Sixty years ago this month, the United States began one of the biggest refugee airlifts in the nation's history. President Lyndon Johnson started flying Cubans to the U.S. on what he called Freedom Flights.
It was a humanitarian effort also intended to undermine Castro, who, after rising to power in the Cuban Revolution, had rationed food, sent people to labor camps and executed opponents.
Castro called the Cubans who wanted to leave their country for America “gusanos” — worms.
Ana Hebra Flaster was five years old when she and her family boarded one of the Freedom Flights. She recalled the hardship her working class parents had faced after they had applied for exit visas to leave Cuba three years earlier.
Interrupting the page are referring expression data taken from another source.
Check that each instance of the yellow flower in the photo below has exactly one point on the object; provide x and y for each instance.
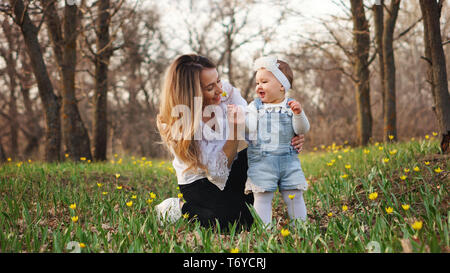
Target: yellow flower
(373, 196)
(285, 232)
(417, 225)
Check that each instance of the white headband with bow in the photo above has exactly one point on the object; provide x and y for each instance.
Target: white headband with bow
(270, 63)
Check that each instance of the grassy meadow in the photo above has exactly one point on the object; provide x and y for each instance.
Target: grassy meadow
(387, 197)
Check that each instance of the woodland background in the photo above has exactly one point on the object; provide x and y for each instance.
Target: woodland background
(84, 79)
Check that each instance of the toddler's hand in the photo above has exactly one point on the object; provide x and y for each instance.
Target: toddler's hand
(295, 106)
(235, 114)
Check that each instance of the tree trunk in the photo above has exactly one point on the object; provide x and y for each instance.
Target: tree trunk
(46, 93)
(378, 14)
(2, 153)
(32, 120)
(389, 103)
(433, 42)
(361, 44)
(101, 81)
(75, 135)
(12, 75)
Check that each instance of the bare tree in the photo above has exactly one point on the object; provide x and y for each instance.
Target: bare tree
(50, 101)
(434, 54)
(11, 61)
(64, 38)
(2, 153)
(102, 57)
(361, 43)
(389, 102)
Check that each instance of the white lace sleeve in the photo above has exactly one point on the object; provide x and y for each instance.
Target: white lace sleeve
(218, 170)
(232, 95)
(216, 161)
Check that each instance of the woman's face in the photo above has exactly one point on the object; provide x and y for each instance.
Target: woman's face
(268, 88)
(211, 86)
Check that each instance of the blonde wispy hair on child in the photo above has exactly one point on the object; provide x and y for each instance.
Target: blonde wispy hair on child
(270, 63)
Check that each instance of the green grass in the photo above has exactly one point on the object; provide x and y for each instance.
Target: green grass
(35, 199)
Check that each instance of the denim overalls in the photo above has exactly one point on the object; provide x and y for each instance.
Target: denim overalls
(272, 161)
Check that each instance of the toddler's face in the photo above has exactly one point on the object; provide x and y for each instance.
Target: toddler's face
(268, 88)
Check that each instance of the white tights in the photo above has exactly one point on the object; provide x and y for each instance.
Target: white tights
(296, 207)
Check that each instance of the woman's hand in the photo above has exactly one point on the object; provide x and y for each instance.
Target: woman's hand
(297, 142)
(235, 115)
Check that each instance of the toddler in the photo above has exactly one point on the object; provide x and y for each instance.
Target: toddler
(272, 121)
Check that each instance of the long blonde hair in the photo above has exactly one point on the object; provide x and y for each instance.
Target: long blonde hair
(181, 87)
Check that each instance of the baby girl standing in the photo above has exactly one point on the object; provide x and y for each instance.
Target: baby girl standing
(272, 120)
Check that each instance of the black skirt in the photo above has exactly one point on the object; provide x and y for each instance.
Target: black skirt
(206, 203)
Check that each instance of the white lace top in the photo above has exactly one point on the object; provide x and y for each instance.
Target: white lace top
(211, 147)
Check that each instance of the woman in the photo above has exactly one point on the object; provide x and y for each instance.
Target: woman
(197, 122)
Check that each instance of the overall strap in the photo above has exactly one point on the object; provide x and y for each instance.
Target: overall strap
(287, 105)
(258, 103)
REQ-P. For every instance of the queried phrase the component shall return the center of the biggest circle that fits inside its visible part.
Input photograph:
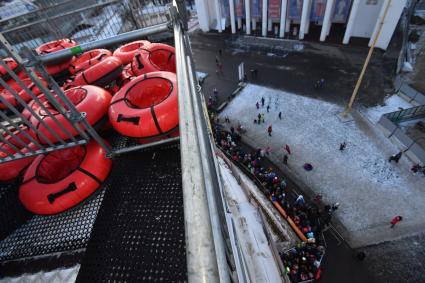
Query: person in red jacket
(396, 220)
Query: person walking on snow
(268, 150)
(395, 220)
(288, 149)
(300, 200)
(396, 157)
(285, 159)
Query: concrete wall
(366, 19)
(390, 23)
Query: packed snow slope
(370, 190)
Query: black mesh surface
(138, 235)
(12, 213)
(41, 235)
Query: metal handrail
(201, 254)
(406, 114)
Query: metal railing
(406, 114)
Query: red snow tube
(127, 51)
(126, 76)
(62, 179)
(54, 46)
(89, 99)
(158, 57)
(100, 74)
(146, 107)
(87, 59)
(20, 91)
(10, 170)
(60, 66)
(11, 64)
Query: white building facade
(297, 18)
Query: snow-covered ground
(254, 245)
(391, 104)
(370, 190)
(62, 275)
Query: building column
(307, 28)
(282, 28)
(232, 15)
(202, 9)
(248, 16)
(327, 20)
(305, 17)
(264, 19)
(351, 21)
(218, 15)
(378, 21)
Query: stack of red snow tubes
(134, 87)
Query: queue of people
(302, 263)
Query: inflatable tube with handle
(63, 179)
(146, 107)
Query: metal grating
(12, 213)
(139, 232)
(42, 235)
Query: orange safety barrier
(290, 221)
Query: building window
(371, 2)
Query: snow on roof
(248, 225)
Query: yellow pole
(366, 63)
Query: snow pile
(391, 104)
(63, 275)
(370, 189)
(249, 230)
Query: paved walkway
(294, 72)
(359, 178)
(396, 261)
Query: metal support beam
(232, 15)
(283, 8)
(264, 18)
(327, 22)
(248, 17)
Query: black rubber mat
(12, 213)
(138, 235)
(43, 235)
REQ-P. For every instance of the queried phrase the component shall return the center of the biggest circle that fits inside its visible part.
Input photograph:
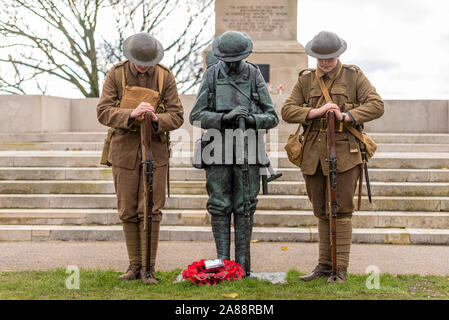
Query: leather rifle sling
(147, 172)
(160, 83)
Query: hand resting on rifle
(143, 108)
(236, 113)
(315, 113)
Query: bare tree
(77, 41)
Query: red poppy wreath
(200, 275)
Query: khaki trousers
(129, 187)
(317, 191)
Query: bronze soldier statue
(233, 95)
(133, 88)
(354, 102)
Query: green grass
(100, 284)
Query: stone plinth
(272, 25)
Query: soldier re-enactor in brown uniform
(355, 101)
(144, 53)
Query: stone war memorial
(53, 189)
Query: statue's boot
(243, 227)
(147, 274)
(131, 232)
(221, 229)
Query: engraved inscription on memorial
(252, 19)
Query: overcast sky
(401, 45)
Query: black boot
(243, 227)
(221, 228)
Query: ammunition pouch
(200, 144)
(106, 145)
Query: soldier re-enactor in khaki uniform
(355, 101)
(140, 70)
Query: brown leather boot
(320, 271)
(148, 277)
(341, 277)
(132, 273)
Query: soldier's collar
(135, 72)
(332, 74)
(225, 68)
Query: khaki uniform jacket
(353, 93)
(125, 143)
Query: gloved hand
(238, 111)
(250, 121)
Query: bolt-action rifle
(333, 188)
(147, 163)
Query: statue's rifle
(147, 162)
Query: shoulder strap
(161, 73)
(253, 70)
(324, 88)
(307, 84)
(120, 80)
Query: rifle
(245, 176)
(333, 188)
(147, 162)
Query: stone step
(180, 233)
(412, 138)
(424, 189)
(98, 146)
(263, 218)
(386, 160)
(37, 137)
(265, 202)
(192, 174)
(51, 146)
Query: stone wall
(34, 113)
"They were expelled from their jobs, because once you applied to leave, you were considered an enemy of the revolution, and you were completely vulnerable to harassment, arrests," Hebra Flaster said. "Our home was vandalized at one point. My parents waited for three years like that, until one day as we were about to sit down to eat, a guard appeared with the exit visas. Then he kicked us out of the house, and I remember very clearly when he slapped the banner across the front door, sealing it shut. And years later, I learned what it read: Property of the Revolution."
They had to leave their extended family and all of their belongings, except for a suitcase with one change of clothes. They settled in Nashua, New Hampshire.
Hebra Flaster has written a new book about her experience as a refugee, called "Property of the Revolution: From a Cuban Barrio to a New Hampshire Mill Town." She spoke with WBUR's All Things Considered host Lisa Mullins.
This segment aired on December 11, 2025.